Lawyers who have fallen behind the times often try what probably seems like a good solution: hire a young digital native and give them the job of updating the firm’s technology.
That isn’t always the intent. But as many young lawyers have found out, the “computer stuff” often falls into their laps.
While it’s true that young lawyers are much more comfortable with smartphones and social media than the average lawyer-of-a-certain-age, there is no reason to assume they are competent to do everything that involves a computer. Young lawyers may understand Snapchat, but good luck asking them to format a Word document properly, encrypt an email, or create a paperless workflow. Those aren’t skills picked up while posting selfies to Instagram (though you might have a slight advantage the next time you need to introduce a tweet into evidence).

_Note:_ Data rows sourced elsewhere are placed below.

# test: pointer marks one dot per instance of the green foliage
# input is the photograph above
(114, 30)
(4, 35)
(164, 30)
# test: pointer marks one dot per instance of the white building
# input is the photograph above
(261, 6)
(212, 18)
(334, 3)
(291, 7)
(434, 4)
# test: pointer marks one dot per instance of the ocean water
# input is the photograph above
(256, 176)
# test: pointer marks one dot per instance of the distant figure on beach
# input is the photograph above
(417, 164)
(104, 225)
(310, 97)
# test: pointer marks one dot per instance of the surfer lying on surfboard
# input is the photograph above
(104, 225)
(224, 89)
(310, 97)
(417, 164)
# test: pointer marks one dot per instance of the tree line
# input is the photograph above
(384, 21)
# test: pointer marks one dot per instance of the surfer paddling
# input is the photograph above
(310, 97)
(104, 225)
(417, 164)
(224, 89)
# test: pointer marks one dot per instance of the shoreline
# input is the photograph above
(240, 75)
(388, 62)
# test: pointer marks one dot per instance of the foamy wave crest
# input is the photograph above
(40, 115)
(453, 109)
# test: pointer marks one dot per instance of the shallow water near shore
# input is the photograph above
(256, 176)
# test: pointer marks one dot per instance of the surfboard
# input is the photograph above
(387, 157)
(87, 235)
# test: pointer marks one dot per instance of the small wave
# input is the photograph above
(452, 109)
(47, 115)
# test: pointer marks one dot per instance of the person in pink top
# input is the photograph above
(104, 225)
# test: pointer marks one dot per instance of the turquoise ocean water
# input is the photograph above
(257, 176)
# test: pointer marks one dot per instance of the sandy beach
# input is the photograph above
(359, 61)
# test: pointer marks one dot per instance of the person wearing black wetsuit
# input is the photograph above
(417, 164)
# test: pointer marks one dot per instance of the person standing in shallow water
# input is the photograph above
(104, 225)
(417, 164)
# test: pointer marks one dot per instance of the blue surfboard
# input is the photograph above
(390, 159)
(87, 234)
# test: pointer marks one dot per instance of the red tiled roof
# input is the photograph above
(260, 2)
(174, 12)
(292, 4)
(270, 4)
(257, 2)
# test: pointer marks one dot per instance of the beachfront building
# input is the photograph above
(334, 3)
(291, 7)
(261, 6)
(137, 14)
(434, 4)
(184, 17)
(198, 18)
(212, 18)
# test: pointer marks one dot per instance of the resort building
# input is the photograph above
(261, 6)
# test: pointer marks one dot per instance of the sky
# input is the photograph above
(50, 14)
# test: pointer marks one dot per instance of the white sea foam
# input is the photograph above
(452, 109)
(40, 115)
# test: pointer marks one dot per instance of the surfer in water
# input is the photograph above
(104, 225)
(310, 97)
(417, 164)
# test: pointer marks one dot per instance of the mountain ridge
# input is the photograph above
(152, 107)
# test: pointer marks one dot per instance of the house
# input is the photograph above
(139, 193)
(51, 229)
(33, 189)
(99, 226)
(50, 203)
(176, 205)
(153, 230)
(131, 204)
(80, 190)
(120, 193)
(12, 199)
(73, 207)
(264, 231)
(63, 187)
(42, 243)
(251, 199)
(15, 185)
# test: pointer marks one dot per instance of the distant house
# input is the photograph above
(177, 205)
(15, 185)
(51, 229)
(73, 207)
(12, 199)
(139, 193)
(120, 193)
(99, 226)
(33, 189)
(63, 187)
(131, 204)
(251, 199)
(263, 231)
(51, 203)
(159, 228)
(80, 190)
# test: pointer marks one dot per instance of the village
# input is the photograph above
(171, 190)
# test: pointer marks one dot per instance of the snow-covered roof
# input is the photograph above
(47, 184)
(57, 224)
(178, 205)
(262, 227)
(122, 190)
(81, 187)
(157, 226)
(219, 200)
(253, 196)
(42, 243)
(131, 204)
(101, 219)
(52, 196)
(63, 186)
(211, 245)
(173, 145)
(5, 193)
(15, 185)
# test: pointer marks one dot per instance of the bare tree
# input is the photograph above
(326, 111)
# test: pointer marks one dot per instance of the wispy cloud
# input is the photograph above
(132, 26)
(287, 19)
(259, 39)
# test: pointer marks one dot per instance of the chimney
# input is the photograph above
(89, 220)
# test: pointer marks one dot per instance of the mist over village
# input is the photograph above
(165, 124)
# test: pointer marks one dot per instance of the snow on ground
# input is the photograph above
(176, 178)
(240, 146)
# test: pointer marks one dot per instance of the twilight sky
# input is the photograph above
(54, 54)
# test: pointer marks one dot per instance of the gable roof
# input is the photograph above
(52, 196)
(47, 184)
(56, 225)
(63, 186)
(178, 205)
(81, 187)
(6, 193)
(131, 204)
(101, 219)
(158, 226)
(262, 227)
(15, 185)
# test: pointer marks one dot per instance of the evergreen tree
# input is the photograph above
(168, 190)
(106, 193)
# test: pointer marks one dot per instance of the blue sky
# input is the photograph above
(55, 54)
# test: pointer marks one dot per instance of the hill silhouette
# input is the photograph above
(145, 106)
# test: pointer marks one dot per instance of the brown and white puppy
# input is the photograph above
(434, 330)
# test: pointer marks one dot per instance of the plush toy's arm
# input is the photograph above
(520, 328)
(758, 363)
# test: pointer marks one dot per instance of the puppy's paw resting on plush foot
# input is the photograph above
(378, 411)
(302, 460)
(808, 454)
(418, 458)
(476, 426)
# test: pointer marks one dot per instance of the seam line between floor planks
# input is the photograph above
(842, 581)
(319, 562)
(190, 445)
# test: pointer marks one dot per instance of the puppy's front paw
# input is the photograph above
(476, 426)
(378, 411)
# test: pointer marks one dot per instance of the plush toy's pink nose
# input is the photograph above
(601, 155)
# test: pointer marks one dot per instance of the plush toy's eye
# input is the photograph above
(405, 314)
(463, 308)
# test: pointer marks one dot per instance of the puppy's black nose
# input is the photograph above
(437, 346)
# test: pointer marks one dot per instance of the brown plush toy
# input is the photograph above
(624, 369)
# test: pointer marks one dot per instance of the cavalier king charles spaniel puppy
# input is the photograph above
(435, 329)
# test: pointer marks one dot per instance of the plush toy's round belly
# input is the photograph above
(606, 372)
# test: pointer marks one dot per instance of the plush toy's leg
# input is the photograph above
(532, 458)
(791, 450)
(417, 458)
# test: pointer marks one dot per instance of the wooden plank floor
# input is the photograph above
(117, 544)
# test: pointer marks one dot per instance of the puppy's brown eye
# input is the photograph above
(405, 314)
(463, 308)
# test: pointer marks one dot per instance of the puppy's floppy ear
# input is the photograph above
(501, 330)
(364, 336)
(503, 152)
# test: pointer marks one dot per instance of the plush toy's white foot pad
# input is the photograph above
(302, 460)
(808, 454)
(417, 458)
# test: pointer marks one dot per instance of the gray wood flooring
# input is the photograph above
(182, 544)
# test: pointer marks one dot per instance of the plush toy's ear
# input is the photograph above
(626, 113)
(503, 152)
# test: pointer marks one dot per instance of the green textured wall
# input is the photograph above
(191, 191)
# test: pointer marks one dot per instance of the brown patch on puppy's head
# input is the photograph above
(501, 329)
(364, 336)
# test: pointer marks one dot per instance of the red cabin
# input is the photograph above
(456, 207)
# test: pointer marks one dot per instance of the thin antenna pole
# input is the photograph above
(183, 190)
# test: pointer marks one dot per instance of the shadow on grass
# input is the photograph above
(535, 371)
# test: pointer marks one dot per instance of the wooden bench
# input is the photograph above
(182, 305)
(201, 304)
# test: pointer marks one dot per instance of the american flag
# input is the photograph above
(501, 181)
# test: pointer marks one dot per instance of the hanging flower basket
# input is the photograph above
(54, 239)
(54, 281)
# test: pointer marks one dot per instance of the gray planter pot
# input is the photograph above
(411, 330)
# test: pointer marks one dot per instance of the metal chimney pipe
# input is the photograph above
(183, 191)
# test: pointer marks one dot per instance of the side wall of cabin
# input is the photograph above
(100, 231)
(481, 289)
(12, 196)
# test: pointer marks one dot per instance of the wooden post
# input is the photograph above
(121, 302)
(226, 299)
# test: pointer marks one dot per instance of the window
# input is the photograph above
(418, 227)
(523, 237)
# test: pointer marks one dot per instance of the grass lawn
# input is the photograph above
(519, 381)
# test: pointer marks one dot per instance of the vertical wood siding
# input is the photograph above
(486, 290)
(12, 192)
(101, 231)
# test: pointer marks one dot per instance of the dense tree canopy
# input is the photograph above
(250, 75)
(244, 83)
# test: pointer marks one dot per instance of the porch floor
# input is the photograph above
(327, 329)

Legal tech competence must be deliberately acquired—ideally by every lawyer and staff member at the firm. You can outsource IT to a professional, but even then you need to be competent enough to understand the advice you are given.
You can’t meet your obligation to be technologically competent if you don’t understand your IT consultant’s recommendations. Or the recommendations of your young associate.
But while you shouldn’t force your young associate to be the firm’s de facto IT consultant, you should listen when they (or anyone else who works at or with your firm) complain about your hardware, software, or systems. Young associates may be extra sensitive to areas where you or your firm need improvement.